OGH 9ObA199/87

OGH9ObA199/8713.1.1988

Der Oberste Gerichtshof hat als Revisionsgericht in Arbeits- und Sozialrechtssachen durch den Senatspräsidenten des Obersten Gerichtshofes Hon.Prof. Dr. Kuderna als Vorsitzenden und durch die Hofräte des Obersten Gerichtshofes Dr. Gamerith und Dr. Maier, sowie die fachkundigen Laienrichter Dr. Pipin Henzl und Dr. Bernhard Schwarz als weitere Richter in der Arbeitsrechtssache der klagenden Partei Waltraud O***, Wien 3, Rennweg 65/17, vertreten durch Dr. Gunther Gahleithner, Rechtsanwalt in Wien, wider die beklagte Partei Herbert A*** Gesellschaft mbH, Wien 10, Neilreichgasse 32, vertreten durch Dr. Dieter Böhmdorfer und Dr. Wolfgang Themmer, Rechtsanwälte in Wien, wegen S 49.177,60 brutto sA (Revisionsstreitwert S 42.143,45 brutto sA) infolge Revision der beklagten Partei gegen das Teilurteil des Oberlandesgerichtes Wien als Berufungsgerichtes in Arbeits- und Sozialrechtssachen vom 27. April 1987, GZ 34 Ra 7/87-13, womit infolge Berufung der beklagten Partei das Urteil des Arbeitsgerichtes Wien vom 28. Oktober 1986, GZ 1 Cr 2084/86-8, teilweise bestätigt wurde, in nichtöffentlicher Sitzung zu Recht erkannt:

 

Spruch:

Der Revision wird nicht Folge gegeben.

Die Entscheidung über die Kosten des Revisionsverfahrens bleibt der Endentscheidung vorbehalten.

Text

Entscheidungsgründe:

Die Klägerin war seit 17.4.1986 bei der Beklagten angestellt. Die Streitteile hatten eine Probezeit von einem Monat vereinbart. Die Klägerin behauptet, die beklagte Partei habe das Dienstverhältnis am 20.5.1986 (mit sofortiger Wirkung) gekündigt, obwohl eine Kündigung nur zum 30.9.1986 hätte erfolgen können. Sie begehrt an Kündigungsentschädigung (einschließlich anteiliger Sonderzahlungen) und Urlaubsabfindung S 49.177,60 brutto sA. Die beklagte Partei beantragte die Abweisung des Klagebegehrens und wendete ein, das Dienstverhältnis sei einvernehmlich zum 16.5.1986 beendet worden. Die Klägerin sei jedoch für den Fall, daß ihr Rechtsstandpunkt zutreffe, daß das Dienstverhältnis noch aufrecht sei, zum unverzüglichen Dienstantritt aufgefordert und, nachdem sie dieser Aufforderung nicht Folge geleistet hatte, entlassen worden.

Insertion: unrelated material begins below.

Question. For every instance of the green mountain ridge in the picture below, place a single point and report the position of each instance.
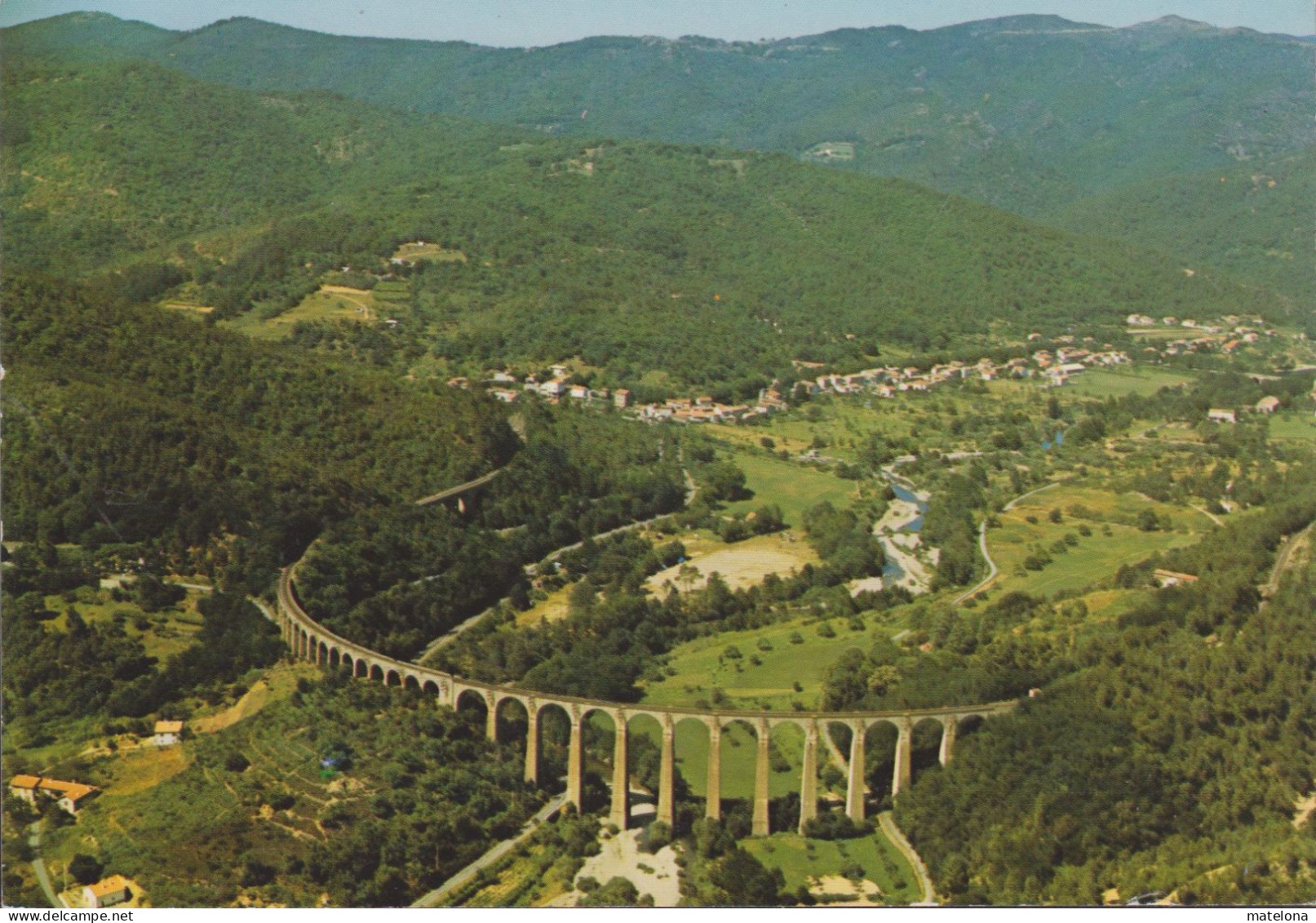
(711, 265)
(1030, 113)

Die ziffernmäßige Richtigkeit des Klagebegehrens stellte die beklagte Partei außer Streit, wendete jedoch eine "Gegenforderung" von S 30.000,-- mit der Begründung ein, die Klägerin müsse sich auf ihre Kündigungsentschädigung anrechnen lassen, was sie anderweitig verdient habe.

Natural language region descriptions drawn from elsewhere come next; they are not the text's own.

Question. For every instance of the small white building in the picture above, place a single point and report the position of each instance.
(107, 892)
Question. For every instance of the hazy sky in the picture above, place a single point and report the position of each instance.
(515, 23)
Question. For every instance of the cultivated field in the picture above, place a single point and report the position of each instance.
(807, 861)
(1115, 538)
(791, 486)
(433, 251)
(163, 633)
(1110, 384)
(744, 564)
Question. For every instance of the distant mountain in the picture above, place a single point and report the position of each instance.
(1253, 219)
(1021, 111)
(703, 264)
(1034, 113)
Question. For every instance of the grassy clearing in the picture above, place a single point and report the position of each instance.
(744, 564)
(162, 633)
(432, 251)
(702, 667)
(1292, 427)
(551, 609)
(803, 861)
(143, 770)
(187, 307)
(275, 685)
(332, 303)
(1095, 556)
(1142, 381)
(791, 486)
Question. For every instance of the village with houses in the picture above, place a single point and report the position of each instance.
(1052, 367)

Das Erstgericht stellte die Klagsforderung mit S 49.177,60 brutto als zu Recht und die Gegenforderung der beklagten Partei in der Höhe von S 30.000,-- als nicht zu Recht bestehend fest und gab daher dem Klagebegehren statt.

Es traf folgende wesentliche Feststellungen:

Die Klägerin war bei der beklagten Partei bis 20.5.1986 beschäftigt. An diesem Tage kam es zwischen den Streitteilen wegen einer Kassendifferenz von S 6.500,-- zu einer Auseinandersetzung. Obwohl die Kassendifferenz bereits aufgeklärt worden war - ein Scheck war als Barzahlung verbucht worden -, kündigte die Geschäftsführerin der beklagten Partei das Dienstverhältnis der Klägerin am Ende dieser Auseinandersetzung auf und forderte sie auf, sofort nach Hause zu gehen. Zu einer einvernehmlichen Auflösung des Dienstverhältnisses ist es nicht gekommen. Die Klägerin wurde noch am selben Tag bei der Gebietskrankenkasse (per 16.5.1986) abgemeldet; sowohl in dieser Abmeldung als auch in der Arbeitsbescheinigung gemäß § 46 Abs 3 ALVG war "Kündigung durch den Dienstgeber" als Beendigungsgrund genannt.

In der nachfolgenden Korrespondenz zwischen den Parteienvertretern stellte sich der Beklagtenvertreter auf den Standpunkt, daß das Dienstverhältnis per 16.5.1986 einverständlich aufgelöst worden sei; für den Fall, daß dies nicht zutreffe, kündige er das Dienstverhältnis zum 30.9.1986 auf. Als die Klägerin der in diesem Schreiben enthaltenen Aufforderung des Beklagtenvertreters zum Dienstantritt nicht nachkam, sprach dieser mit Schreiben vom 3.6.1986 ihre Entlassung aus.

Das Erstgericht war der Ansicht, die beklagte Partei hätte das Dienstverhältnis der Klägerin am 20.5.1986 infolge Ablaufs der einmonatigen Probezeit nicht mehr rechtmäßig mit sofortiger Wirkung auflösen können. Die Kündigung sei daher gesetzwidrig, aber rechtswirksam, so daß die Klägerin nicht verpflichtet gewesen sei, der Aufforderung der beklagten Partei zum Dienstantritt zu entsprechen. Der Klägerin gebühre daher die Kündigungsentschädigung für die Zeit bis 30.9.1986. Eine Anrechnung des in diesem Zeitraum anderweitig verdienten Entgelts finde nicht statt.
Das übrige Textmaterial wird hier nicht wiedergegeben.